Cole, who grew up in Covington, Louisiana, moved to Nashville in 2019 to study music business and songwriting. There, she was exposed to new sounds and possibilities – and given the permission to dream big. Like her local musical kin Bully and Soccer Mommy, Cole found a way to merge a taste for heavier rock sounds with a studied sense of songwriting craftsmanship. It was this unique blend of style and technique that drew the attention of new independent label Tight Knit Records.
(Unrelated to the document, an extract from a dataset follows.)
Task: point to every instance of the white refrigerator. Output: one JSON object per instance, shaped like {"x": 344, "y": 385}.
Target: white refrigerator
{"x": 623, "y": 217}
Cole and her longtime collaborator and partner Josef Kuhn recorded Switchbacks in their home studio between 2024 and 2025, playing nearly every instrument themselves. Aided by mixer Sonny Diperri (American Football, Wisp, Julie), the album features a much wider and denser sonic palette than Cole’s previous releases, with massive, cathartic splashes of sound that were constructed with the live show in mind.
Across the ten tracks of Switchbacks, Cole swings her gaze at many unsettling aspects of the scramble toward success. Lead single “MMA” explores the ugly side of the music industry through the image of Las Vegas. On the brightly off-kilter “Give,” she sings, “I feel like I’ve become an actor, / a TV pastor / climbing up a topless ladder,” explaining that “the pursuit of success can feel like buying lottery tickets all the time for money that you’ll never see.” “Mechanical Bull” seethes with rage as Cole grapples with being seen as just the “girlfriend” in music settings and not being perceived as an equal to her partner, while on “Pitcher,” she’s
paralyzed in the face of wanting to achieve perfection. Later, she shrugs off the need to impress on “100 Bucks,” reminding herself that she’s enough for the people she loves.
In the summer of 2025, the day after she got home from a successful run of shows opening for Silversun Pickups, Cole got a call that her aunt had passed away. A few days after that, she had a health scare of her own. The whiplash of events prompted her to think a lot about mortality and to reorient her priorities. “You need to slow down,” she told herself. “Life is so short and you need to be content with what you have now.” On hopeful closer “Every New Day,” she sings, “the record keeps on spinning,” reminding herself of the ephemerality of it all.
Switchbacks is not only a finely-crafted debut album but also a deeply human artifact, tracing an arc that blazes like a comet to the height of ambition and then leaves you in the shimmer of self-acceptance and contentment. “Success is a moment that comes and goes,” Cole concludes, “but I think the joy and experience that comes with making music is something I can take with me forever.”